2019 yılından beri umutla bitmesini beklediğimiz koronavirüs salgını ne yazık ki daha uzun mühlet bizimle kalacak üzere görünüyor. Tıp dünyasının yıllardır bildiği fakat son 20 yıla kadar hiç salgına yol açmamış bir virüs artık en değerli sıhhat meselemiz oldu. Öldürme suratı başka üst teneffüs yolu virüslerinden çok yüksek olmasa da bulaşıcılığı daha fazla ve mutasyonlarla da bulaşıcılığı arttığı için sonuçları yıkıcı oluyor.
Yirmi yıldan kısa bir müddet önceye kadar koronavirüs, insanlarda hafif derecede hastalığa neden olan bir virüs olarak değerlendirildiği için çokça araştırma yapılmamış bir alandı. 2003 yılında Çin’deki SARS salgınının gerisindeki etkenin bir koronavirüs olarak belirlendiği vakte kadar tehlikeli görünmüyordu. Bundan 10 yıl sonra diğer bir koronavirüs çeşidi, MERS salgınıyla yeniden dünyanın gündemine oturdu ve artık de diğer bir koronavirüs çeşidi neden olduğu salgınla dünyanın kâbusu oldu.
Virüsler neredeyse eksiksiz şeylerdir. Canlıdırlar lakin canlı da değildirler, uygun ortamı bulana kadar bekleyebilirler. Bedenimizi kullanıp çoğalırlar ve çokça da mutasyona uğrarlar kendilerini ortama adapte ederler. Fakat alışılmış yararlandığı organizmayı hasta edip öldürünce serüvenleri bir bakıma bitmiş olur. Virüsler bulaşmak ve çoğalmak için canlı organizmalara muhtaçlık duyarlar, canlı olmayan ortamlarda bir mühlet bekleyebilirler ancak süratle azalırlar ve bir müddet sonra yok olurlar. Salgının başında aldığımız her şeyi yıkamamız, dezenfekte etmemiz bir paranoyadan öbür bir şey değildi. Eşyalarda virüs gösterilse bile bulaş yolu olarak ehemmiyet arz etmez. En kıymetli bulaşma yolu beşerden beşere bulaştır ve tüm tedbirler de bu tarafta alınmalıdır.
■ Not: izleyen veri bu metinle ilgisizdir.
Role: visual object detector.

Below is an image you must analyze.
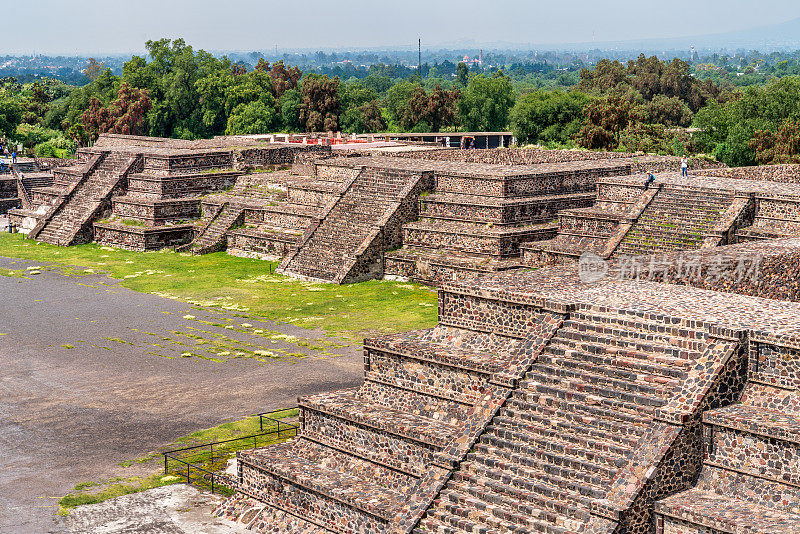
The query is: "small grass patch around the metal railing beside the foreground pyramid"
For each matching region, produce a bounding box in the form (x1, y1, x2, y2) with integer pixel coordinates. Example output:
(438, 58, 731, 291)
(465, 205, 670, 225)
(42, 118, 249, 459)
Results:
(58, 409, 298, 515)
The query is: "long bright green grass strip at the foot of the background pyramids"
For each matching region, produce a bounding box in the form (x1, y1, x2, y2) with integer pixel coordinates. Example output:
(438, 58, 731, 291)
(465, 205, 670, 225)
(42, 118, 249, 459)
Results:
(0, 233, 437, 341)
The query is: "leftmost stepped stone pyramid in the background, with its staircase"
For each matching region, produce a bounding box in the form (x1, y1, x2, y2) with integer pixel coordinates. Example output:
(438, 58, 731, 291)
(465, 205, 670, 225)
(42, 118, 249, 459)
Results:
(11, 134, 329, 250)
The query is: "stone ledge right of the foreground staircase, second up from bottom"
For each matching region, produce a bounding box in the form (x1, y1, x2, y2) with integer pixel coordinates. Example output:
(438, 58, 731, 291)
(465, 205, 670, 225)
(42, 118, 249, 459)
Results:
(703, 404, 800, 444)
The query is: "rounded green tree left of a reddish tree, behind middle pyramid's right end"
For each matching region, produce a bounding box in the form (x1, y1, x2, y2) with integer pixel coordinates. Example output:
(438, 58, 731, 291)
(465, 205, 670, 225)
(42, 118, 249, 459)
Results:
(511, 91, 589, 144)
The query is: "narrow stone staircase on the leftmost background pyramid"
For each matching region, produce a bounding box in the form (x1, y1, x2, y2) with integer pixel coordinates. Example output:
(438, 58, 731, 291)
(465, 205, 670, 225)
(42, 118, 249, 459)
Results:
(28, 152, 140, 246)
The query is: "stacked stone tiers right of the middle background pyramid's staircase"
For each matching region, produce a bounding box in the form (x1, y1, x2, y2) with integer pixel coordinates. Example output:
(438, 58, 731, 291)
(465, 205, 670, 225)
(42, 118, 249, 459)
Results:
(384, 158, 631, 285)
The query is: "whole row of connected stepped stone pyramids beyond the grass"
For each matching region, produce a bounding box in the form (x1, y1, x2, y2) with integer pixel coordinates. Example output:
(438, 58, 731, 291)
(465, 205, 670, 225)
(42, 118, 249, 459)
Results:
(12, 134, 800, 285)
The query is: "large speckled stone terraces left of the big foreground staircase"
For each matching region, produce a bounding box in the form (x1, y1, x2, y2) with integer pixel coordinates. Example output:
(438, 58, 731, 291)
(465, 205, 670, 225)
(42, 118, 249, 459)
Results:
(231, 314, 552, 534)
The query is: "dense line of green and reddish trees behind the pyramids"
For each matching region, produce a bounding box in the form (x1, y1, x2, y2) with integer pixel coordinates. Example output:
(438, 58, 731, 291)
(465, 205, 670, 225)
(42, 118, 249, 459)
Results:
(0, 39, 800, 165)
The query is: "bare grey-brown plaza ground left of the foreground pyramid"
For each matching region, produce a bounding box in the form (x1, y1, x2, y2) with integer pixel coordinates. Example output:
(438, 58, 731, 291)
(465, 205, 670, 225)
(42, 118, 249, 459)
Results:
(0, 258, 362, 533)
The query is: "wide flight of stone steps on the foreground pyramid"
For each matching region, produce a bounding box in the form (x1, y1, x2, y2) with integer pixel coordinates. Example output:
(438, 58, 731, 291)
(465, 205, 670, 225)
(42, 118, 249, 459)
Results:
(414, 311, 705, 534)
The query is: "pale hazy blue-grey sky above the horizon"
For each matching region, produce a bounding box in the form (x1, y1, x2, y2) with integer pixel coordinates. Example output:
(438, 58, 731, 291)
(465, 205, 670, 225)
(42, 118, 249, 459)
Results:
(0, 0, 800, 54)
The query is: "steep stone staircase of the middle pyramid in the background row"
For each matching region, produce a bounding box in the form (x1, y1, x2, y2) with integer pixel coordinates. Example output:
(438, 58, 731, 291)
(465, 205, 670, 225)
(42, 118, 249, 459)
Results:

Tarih boyunca dünyada pandemiler olmuştur, en bilineni veba salgını ve İspanyol gribidir. Çok şükür ki hiçbir pandemi insan ırkının yok olmasına neden olmamıştır, çekilen acılar tarihteki yerini alsa da.
Herkesin bir iki araştırma yapıp kendini uzman sayabildiği günümüzde, bilgi kirliliği de eklenince komplo teorileri de çok ilgi alımlı geliyor insanlara. Halbuki virüslerin mükemmel adaptasyon yetenekleri, bedenimize yapabildikleri tüm komplo teorilerini yarı yolda bırakır. Bir bilim insanı olarak bilim, beni komplo teorilerinden daha çok heyecanlandırıyor.
Aşı ya da toplumsal bağışıklıkla salgın durumunun önüne geçmek birinci amaç ve bunun içinde hala elimizde birebir tedbirlerle devam etmekten öbür bir seçeneğimiz yok: Maske, ara ve hijyen.